Ever find your mind racing down a path you don’t want to travel? Catastrophizing about the future? Engaging mental gymnastics inside your head to debate points or events now irrelevant? Why do we torment ourselves so?

My experience indicates the answer is this: automatic negative thinking. Sure, part of this emotional turmoil is related to post-acute withdrawal. But even for many of us with years of abstinence, this “debate society” in our heads often won’t shut up.

In our addictions, we cultivated and grew a vast crop of distorted thinking patterns. Defense mechanisms that allowed us to deny, justify, rationalize, minimize and cast blame for our addictions and indefensible behaviors. Irrational thinking that was impulsive, made assumptions, jumped to conclusions – negative conclusions. And these patterns of thinking became automatic.

Just because we are suddenly clean and sober, doesn’t mean we aren’t still stuck in our own BS.

So how do we get unstuck? Becoming more self-aware. Practicing new ways of thinking.

One technique I use is “thought stopping.” I try to catch myself when my brain starts hurtling down the tracks of negativity. How do I know this is happening? For me, I find myself first starting to feel uncomfortable and irritable. My blood pressure goes up. I can feel my face flush and heart rate increase. My mind begins racing with thoughts of how I would have, could have, should have, must ____________ (fill in the blank). I’m either trying to rewrite history, or author the future.

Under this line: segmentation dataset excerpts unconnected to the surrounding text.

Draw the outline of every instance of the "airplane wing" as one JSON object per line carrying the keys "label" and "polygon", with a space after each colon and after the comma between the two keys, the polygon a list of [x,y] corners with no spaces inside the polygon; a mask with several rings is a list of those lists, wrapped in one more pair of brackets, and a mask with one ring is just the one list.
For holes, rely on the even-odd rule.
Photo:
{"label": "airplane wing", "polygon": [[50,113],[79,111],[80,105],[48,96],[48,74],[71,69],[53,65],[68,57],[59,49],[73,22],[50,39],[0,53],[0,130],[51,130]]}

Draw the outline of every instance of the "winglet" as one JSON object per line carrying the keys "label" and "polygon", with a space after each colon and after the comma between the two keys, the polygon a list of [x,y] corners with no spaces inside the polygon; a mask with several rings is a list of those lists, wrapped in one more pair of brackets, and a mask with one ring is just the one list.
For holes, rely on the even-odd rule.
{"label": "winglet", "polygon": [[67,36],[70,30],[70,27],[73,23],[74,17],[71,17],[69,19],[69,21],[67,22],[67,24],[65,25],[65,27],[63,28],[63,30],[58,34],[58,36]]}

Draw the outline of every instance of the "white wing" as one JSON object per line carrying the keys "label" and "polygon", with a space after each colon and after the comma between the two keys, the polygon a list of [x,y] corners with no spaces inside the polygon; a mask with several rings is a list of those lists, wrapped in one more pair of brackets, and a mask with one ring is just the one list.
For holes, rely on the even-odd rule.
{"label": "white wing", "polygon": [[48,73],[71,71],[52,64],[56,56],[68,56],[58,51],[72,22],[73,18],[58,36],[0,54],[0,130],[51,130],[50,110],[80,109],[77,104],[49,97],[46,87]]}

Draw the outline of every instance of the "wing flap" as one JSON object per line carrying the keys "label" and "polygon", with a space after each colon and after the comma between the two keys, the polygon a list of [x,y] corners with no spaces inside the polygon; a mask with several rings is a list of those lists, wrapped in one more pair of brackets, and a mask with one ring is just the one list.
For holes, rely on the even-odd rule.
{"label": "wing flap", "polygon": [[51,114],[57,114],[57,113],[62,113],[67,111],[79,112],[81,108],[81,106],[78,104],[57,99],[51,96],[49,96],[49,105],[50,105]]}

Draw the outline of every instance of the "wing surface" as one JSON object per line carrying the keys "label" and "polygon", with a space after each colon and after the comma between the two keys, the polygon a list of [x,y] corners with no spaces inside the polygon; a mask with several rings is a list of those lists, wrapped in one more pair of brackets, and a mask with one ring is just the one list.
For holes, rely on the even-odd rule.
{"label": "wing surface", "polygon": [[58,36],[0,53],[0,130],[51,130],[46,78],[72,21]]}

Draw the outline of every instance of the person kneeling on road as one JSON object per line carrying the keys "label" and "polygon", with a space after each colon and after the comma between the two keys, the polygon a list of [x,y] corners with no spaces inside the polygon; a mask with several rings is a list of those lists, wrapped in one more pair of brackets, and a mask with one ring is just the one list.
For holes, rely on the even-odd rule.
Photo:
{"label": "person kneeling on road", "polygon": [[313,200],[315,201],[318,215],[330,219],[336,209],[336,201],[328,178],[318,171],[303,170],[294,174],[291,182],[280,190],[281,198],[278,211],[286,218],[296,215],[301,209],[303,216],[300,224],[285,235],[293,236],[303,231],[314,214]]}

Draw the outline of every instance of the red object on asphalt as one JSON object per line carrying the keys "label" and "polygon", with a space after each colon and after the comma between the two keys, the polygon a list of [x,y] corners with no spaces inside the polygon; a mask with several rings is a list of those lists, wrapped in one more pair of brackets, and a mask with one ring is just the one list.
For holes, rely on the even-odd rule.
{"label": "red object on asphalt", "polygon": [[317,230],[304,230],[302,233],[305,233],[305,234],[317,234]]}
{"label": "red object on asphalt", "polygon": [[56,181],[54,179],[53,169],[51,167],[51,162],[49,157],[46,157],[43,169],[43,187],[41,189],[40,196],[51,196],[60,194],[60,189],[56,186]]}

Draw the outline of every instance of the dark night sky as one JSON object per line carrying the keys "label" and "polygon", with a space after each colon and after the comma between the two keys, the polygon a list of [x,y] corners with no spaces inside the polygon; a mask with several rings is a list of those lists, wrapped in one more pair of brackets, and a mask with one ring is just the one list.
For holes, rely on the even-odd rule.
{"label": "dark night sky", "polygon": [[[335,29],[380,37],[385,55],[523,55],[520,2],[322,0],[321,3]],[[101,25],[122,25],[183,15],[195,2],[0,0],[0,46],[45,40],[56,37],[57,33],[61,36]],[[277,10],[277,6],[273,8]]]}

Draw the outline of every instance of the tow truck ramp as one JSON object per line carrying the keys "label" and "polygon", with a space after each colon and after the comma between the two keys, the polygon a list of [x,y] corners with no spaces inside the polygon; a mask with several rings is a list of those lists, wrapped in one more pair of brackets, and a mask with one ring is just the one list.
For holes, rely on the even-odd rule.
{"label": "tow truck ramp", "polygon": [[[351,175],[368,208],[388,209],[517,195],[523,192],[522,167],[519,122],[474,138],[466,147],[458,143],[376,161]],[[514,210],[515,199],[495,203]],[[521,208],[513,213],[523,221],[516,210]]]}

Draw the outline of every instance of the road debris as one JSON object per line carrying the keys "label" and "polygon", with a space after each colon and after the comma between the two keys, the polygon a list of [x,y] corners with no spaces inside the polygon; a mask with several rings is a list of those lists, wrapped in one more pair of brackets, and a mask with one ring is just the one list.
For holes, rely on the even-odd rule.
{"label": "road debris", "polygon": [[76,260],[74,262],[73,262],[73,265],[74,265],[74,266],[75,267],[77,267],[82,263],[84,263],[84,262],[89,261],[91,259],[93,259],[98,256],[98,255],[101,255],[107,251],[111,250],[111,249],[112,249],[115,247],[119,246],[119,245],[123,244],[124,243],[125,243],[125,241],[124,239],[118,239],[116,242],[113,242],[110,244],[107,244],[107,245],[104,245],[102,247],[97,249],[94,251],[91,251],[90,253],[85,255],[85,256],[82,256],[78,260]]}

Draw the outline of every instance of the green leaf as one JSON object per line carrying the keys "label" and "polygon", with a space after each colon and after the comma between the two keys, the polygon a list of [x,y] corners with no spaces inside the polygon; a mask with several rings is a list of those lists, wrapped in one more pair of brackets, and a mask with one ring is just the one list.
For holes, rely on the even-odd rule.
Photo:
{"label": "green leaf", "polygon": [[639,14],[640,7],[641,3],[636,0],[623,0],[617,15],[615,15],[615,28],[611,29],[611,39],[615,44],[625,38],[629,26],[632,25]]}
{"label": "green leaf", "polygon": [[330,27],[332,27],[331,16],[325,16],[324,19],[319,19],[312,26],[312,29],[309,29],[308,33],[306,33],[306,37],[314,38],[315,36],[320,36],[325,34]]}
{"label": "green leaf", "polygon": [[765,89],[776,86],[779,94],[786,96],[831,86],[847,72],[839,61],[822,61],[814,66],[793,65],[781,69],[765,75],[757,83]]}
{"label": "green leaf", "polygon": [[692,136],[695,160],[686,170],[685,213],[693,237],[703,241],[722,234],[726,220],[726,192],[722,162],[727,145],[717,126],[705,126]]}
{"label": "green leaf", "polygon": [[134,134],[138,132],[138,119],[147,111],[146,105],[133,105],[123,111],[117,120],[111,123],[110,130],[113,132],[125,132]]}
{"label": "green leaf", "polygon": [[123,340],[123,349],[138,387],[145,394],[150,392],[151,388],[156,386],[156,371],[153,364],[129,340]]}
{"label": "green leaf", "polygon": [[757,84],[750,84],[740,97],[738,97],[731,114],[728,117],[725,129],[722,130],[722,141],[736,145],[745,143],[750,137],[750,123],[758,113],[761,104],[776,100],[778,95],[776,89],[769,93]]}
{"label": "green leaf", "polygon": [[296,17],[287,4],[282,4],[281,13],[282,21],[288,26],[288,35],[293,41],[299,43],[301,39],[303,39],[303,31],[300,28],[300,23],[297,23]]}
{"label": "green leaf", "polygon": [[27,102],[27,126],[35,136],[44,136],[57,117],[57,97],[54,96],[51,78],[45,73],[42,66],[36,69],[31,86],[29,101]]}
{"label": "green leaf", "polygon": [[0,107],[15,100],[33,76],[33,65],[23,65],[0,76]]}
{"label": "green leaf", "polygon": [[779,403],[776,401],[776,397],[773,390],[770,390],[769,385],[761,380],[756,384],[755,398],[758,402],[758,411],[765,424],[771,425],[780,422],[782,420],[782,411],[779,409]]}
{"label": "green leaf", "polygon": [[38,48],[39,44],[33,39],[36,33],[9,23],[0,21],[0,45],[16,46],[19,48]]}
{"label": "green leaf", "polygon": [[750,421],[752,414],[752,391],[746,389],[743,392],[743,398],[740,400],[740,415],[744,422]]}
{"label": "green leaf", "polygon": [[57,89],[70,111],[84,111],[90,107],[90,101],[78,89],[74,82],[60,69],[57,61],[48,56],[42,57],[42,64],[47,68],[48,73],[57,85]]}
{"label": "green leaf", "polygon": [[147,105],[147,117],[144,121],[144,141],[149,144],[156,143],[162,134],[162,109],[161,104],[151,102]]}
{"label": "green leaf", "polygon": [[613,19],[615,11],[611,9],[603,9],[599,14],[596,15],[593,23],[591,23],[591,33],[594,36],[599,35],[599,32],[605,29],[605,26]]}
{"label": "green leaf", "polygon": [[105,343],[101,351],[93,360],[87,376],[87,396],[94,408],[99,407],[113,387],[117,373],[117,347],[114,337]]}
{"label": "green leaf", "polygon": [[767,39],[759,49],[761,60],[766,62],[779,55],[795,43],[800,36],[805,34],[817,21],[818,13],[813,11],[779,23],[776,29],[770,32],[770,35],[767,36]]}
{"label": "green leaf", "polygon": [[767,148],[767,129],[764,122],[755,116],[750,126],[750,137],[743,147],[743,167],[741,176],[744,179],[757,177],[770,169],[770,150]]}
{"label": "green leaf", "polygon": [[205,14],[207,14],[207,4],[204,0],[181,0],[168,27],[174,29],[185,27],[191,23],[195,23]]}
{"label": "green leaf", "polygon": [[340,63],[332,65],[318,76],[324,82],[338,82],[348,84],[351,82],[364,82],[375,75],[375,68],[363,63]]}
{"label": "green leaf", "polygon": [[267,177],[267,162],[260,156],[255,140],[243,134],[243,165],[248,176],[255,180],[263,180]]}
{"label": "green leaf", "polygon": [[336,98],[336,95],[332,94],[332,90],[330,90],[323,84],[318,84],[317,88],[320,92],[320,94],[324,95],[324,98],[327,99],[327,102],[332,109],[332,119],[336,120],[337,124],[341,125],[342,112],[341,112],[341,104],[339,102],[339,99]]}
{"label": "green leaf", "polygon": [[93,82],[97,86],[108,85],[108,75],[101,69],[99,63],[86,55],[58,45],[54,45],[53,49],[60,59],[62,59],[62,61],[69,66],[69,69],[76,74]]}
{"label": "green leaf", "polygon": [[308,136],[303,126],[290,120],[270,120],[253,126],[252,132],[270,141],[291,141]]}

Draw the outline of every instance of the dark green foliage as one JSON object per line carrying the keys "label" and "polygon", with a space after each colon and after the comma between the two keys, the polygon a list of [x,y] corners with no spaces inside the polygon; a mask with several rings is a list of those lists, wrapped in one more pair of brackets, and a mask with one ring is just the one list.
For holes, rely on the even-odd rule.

When you feel this way, stop. Deconstruct what is going on. Usually, we are triggered by something. What was that activating event? Keep in mind that whatever this trigger was is objective. In and of itself, it does not cause your emotions. Your beliefs about the trigger are what result in your emotion and reaction.

So look at what your beliefs are about this event. My old ways of thinking would be conflicted, pessimistic, catastrophic.

That negative thinking results then in my feeling stressed, uncomfortable and increasingly agitated, irritated and angry. I don’t like feeling like this – but I know a way to not feel this. That’s right. Using. So the natural result is getting an urge or craving to use. Score one for your disease.

It takes work and practice to identify, dispute, and then change our old ways of thinking. I liken it to learning to shoot a basketball jump-shot when all you know is a two-handed-push shot from your chest. Your way old way worked for a while and you made some baskets. But it quickly lost its effectiveness. And certainly has no place in a game beyond grade school. Learning the new way takes willingness, open-mindedness, practice, attention, focus and…time. You’ll feel uncomfortable. You may miss more shots initially using your new method. But eventually, your game, self-confidence and effectiveness will take a leap forward. Score two for your sobriety.